31 May 2019

Saffraan Mackay

Tobacco 1: Customs and manners of your English people.  How do you young men smoke.

Above: “English smoke in a city street and thereby causes a nuisance for women. Ets. Rock Brothers & Payne. [between 1850 and 1859?]. Image from the Wellcome collection. Free to use with CC BY recognition.

The 31st May 2019 is the 32ndsecond World No Tobacco Day (WNTD). For 24 hours, a total abstinence from tobacco products will be encouraged by the World Health Organization, which established World No Tobacco Day in an effort to draw global attention to the harmful impact of the spread of tobacco smoke. The focus in 2019 will be on the effect that tobacco has on the lungs.

According to statistics published by the World Health Organization, tobacco still claims the lives of more than 7 million people each year, with 890,000 of these deaths resulting from non-smokers exposed to secondhand smoke.

During this celebration of tobacco abstinence, it may be appropriate for us to examine the history of tobacco use and attitudes toward its consumption, using the RCS Library collections.
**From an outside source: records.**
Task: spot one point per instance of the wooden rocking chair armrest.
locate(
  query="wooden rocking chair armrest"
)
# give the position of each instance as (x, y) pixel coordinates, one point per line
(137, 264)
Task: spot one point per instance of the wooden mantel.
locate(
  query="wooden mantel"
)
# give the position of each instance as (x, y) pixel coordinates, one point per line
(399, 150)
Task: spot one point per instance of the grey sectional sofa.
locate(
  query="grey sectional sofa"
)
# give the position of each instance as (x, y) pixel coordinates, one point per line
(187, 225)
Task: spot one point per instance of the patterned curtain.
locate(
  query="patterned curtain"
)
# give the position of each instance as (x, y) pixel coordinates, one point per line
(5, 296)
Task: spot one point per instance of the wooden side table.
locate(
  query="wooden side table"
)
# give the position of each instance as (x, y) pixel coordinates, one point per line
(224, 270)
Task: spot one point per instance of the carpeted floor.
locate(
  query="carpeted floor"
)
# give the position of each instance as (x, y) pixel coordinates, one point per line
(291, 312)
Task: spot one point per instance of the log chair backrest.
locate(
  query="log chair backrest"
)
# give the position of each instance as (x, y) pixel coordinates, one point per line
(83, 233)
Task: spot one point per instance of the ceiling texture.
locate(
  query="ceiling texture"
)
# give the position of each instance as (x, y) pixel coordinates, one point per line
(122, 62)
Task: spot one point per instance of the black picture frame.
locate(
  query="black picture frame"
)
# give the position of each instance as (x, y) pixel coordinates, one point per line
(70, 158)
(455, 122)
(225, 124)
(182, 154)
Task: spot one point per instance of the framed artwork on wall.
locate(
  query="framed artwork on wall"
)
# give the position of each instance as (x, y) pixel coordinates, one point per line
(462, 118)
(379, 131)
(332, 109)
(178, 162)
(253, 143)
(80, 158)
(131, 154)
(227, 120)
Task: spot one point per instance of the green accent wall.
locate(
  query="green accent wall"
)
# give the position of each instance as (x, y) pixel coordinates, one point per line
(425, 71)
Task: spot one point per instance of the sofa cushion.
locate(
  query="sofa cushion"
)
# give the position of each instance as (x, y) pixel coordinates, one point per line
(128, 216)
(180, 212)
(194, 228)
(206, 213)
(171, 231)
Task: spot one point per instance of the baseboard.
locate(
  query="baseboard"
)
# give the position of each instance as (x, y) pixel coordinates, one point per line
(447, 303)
Tobacco 2: A tobacco plant (Nicotiana tabacum), its flowers and seeds, surrounded by six scenes illustrating its use by humans.

Above: “A tobacco plant (Nicotiana tabacum), its flowers and seeds, surrounded by six scenes illustrating its use by man. Colored lithography, c. 1840 Image from the Wellcome collection. Free to use with CC BY recognition.

The use of tobacco has its origins in the Americas, where natives chewed and smoked the leaves. During the 16ste century AD, after the arrival of Europeans in the Americas, popular tobacco consumption spread rapidly.

In 2016, 21,500 tracts and pamphlets kept at the RCS Library were digitized and readily made available online as part of the UK Medical Heritage Library, with some of these focusing on the topic of tobacco.

It is not surprising that some authors of the pamphlets follow the more anticipated route of highlighting the benefits of tobacco. In Sniffing: The usefulness of bronchitis, consumption, etc. the author, John C. Murray, MD, highlights the benefits of snuff in a variety of medical treatments: the prevention of infectious diseases, colds and headaches, and “exciting breathing in the nearly drowned”.

Tobacco 3: A recipe for the prevention of infectious diseases, colds and consumption appears in

It may come as a surprise to find that health workers even in 1857 warned of the potentially dangerous effects of tobacco, given the widespread popularity of tobacco during the 20ste century and, as highlighted in findings by the World Health Organization, even to this day.

A treaty, A dissertation on the use and abuse of tobacco, published in 1857 by Dr. Adam Clarke, contains some of the arguments against the consumption of tobacco and the various effects it may have on the body physically, with reference to the work of individuals such as Dr. Maynwaring in the Trading on scurvy. Dr Maynwaring allegedly wrote largely against the use of tobacco, mentioning that scurvy has become much more prevalent in nations since the introduction of tobacco. Dr. Clarke also encouraged surgeons and anatomists to dissect the bodies of ordinary smokers and snuff users to try to reveal the effects the substance had on the body.

Another treatise, The ‘Seven Deadly Sins’ of Civilization by George M Gould, MD, published in 1907, condemns tobacco – along with coffee and tea, alcohol, sugar, venereal diseases, the modern home and eye strain.

In the treaty, Gould draws particular attention to the impact that smoking has on the body, citing a study of the effect of smoking on students, concluding that “those who did not use tobacco were twenty percent longer than the smokers, twenty-five percent heavier and had sixty-six percent more lung capacity. ”Despite studies like this, Gould writes about the limited impact on the medical community, and writes about the opinions that promoted in the publication. The Practitioner.

Tobacco 4: An excerpt from 'The Seven Deadly Sins' of Civilization, which highlights the reluctance to install legislation to control smoking.

Despite condemnation as far back as 1857, it was not until 1948, when Richard Doll and Austin Bradford Hill published their findings linking smoking to lung cancer, that the medical community began to further investigate the harmful effects of tobacco. Since then, stricter regulations have been implemented to try to deter smoking, including anti-tobacco advertising, tobacco taxation and a ban on smoking in public places.